Vorresti dragarmi con quel tuo
modo sapiente di prenderti le
cose: non facendoci caso.
Ma tu, giocoliere, hai già
il tuo angelo custode a cui
non metto una coda in finale
per non sciuparne la santità.
Ha dormito più notti con te
della notte stessa e perfino
guardandoti adesso, in piedi
od orizzontale non fa differenza,
ne avverto l'odore e la sua ombra
dorata, opalescente testuggine,
pampino d'età indecifrabile,
ti segna le spalle.
Tu vorresti guarirmi, proporti
come garum consolatorio ed
anestetico propiziatorio di tagli,
ma puoi solo offrire un pacchetto
di torsoli dalle date di fame confuse,
una parure di rimasugli spolpati
da corazzate vittoriose, un'ispida
dadolata di  bionde contestazioni,
di affinità superiori e sabbie che
io non tollererei mai.
Quindi, davvero, non importa:
lasciami alla fanghiglia ed all'inverno,
ai nodi ed alla faccia seria dei castagni.

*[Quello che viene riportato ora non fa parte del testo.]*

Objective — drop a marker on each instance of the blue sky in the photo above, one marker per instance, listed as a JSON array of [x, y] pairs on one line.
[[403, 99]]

Le strade che conosco non fanno mai
rima con le sue e se anche ci fossimo
incontrati allora, scommetto che un
dislivello da niente o forse perfino la
virata balorda di un insetto condannato
all'impatto, ci avrebbero  fatti bersaglio
di indifferenza mentre infilavamo la
vita nella stessa direzione ma con
la faccia piantata nel panorama di un estraneo.